2. **Follow-up** — switch internals to a rolling `pq.ParquetWriter` +
`OutputStream.tell()` (now possible since #2998) for constant-memory streaming.
No API change.
3. **Later** — partitioned streaming, after design discussion on #2152.
This mirrors iceberg-go#369's staging: ship the unpartitioned API first,
iterate from there.
## Are these changes tested?
Yes, comprehensively at four layers.
**1. Unit tests** (`tests/io/test_pyarrow.py`) — 4 new tests for
`bin_pack_record_batches` covering single-bin, microbatched, empty input, and
lazy generator consumption. Verified the bin-packer drains its input one batch
at a time rather than materialising the whole iterator.
**2. End-to-end behaviour tests**
(`tests/catalog/test_catalog_behaviors.py`) — 8 new tests parametrised across
all three in-process catalog backends (`memory`, `sql`, `sql_without_rowcount`)
→ 24 test runs covering:
- append, overwrite, microbatch verification (multiple files in one snapshot)
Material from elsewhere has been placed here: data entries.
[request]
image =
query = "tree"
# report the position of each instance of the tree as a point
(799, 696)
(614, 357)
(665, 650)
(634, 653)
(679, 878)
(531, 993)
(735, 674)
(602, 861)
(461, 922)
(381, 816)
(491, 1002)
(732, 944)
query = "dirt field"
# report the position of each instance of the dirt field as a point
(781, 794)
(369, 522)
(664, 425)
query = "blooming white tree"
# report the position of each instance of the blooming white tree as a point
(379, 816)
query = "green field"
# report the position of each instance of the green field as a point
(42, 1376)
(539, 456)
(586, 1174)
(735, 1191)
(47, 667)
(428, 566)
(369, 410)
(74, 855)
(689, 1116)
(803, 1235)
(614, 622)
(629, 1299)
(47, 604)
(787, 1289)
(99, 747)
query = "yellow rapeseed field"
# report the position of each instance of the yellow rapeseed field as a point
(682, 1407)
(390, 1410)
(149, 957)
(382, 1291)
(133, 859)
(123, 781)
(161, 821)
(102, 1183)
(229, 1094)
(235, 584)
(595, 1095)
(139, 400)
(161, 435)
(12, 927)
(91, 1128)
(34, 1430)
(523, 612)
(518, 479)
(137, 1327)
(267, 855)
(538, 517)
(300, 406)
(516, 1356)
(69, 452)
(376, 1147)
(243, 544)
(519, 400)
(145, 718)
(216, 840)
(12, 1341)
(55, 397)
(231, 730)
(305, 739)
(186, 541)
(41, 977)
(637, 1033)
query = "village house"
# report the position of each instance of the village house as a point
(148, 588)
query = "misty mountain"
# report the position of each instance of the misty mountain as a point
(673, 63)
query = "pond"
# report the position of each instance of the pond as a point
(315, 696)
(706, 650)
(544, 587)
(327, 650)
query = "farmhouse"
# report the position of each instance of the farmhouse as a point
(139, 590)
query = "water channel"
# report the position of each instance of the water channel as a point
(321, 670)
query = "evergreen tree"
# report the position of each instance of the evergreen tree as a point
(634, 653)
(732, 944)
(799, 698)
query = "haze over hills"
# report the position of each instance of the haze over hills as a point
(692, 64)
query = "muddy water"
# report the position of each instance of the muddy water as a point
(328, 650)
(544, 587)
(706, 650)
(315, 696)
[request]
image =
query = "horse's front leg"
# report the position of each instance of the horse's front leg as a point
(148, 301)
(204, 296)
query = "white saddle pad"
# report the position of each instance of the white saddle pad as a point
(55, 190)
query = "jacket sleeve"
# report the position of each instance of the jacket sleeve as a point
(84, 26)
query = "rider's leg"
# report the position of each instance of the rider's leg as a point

- empty reader, partitioned-table-raises, invalid-input-rejected
- reader consumed exactly once (no double-pass regression)
- schema mismatch raises before any data files are written (no S3 orphans)
**3. Integration tests** (`tests/integration/test_writes/test_writes.py`) —
6 new Spark-readback tests for v1 + v2 format versions covering append,
overwrite, and multi-file microbatch. Proves Spark can read tables written via
the streaming path against the docker-compose stack.
**4. Smoke test on a real production stack** — verified end-to-end against
AWS Glue + S3 in our staging account, including:
- 100,000-row streaming append in 17s
- 20-file microbatched commit
- Athena read-back: `COUNT(*)` and `MAX(id)` matched the input exactly
- Schema-mismatch rejection leaving no orphan files
Full unit suite: 3647 passed. Full integration suite: 122 passed, 1 skipped.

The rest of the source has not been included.